A typical launch sequence will begin just after midnight as the aircraft launched from a vehicle travelling on a runway would climb under its fully charged battery power, to an altitude where the drone can obtain the first rays of light, as the sun crests over the horizon and enters its standard day-night cycle. The drone recharges its battery banks through daylight hours. As the sun sets, the SOLARA shifts its propulsion, payload, and systems to those battery banks. As the drone uses lithium ion batteries, rather than fuel cells, precision battery management system are used to ensure voltage and thermal thresholds are maintained in the subzero atmosphere. At an altitude of 65,000 ft (about 20 km), SOLARA soars above terrestrial weather where it can remain on station for years. The drone will use silicon-based solar arrays formed into the outer wing structure, providing a multi-functional structural and power generating and structural strength.

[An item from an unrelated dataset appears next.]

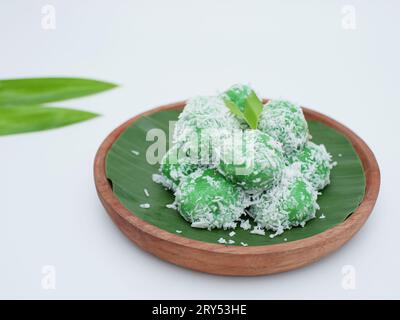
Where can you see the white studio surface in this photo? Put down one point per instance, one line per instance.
(52, 223)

According to Titan Aerospace, the platform maintains efficient energy harvesting even when the sun is low on the horizon, employing its high efficiency solar array positioned on horizontal wings and tail, slanted wing tips and vertical tail. To further conserve energy, the platforms use a distributed Maximum Point Power Tracking system, dynamically maintaining optimal voltage across the entire array at various solar insolation and incidence levels.
The solar array generates a tremendous amount of nonpolluting energy, enough power for propulsion and systems, charge batteries, and supply payload with kilowatts of energy in peak periods and hundreds of watts throughout the night.
The company is building three versions of this solar-powered platform. SOLARA 10 has been flying regulary, on day-long missions. SOLARA 50, currently in advanced development, will have a gross weight of 350 pounds (159 kg) carrying a payload of over 70 pounds (+32 kg). The 54 foot (15.5m) long drone will soar on wings that will span over 164 feet (50 meters), cruising at a speed of 56 Knots (104 km) at an altitude of 65,000 ft (+20 km). It will be designed to remain on station for five years, thus covering almost 2.5 million nautical miles (over 4.5 million km) on a mission. It is slated to fly early 2014. The larger SOLARA 60 will be able to carry twice the payload with nearly 200 foot (60 m’) wing. Titan plans to fly the SOLARA 60 around late 2014.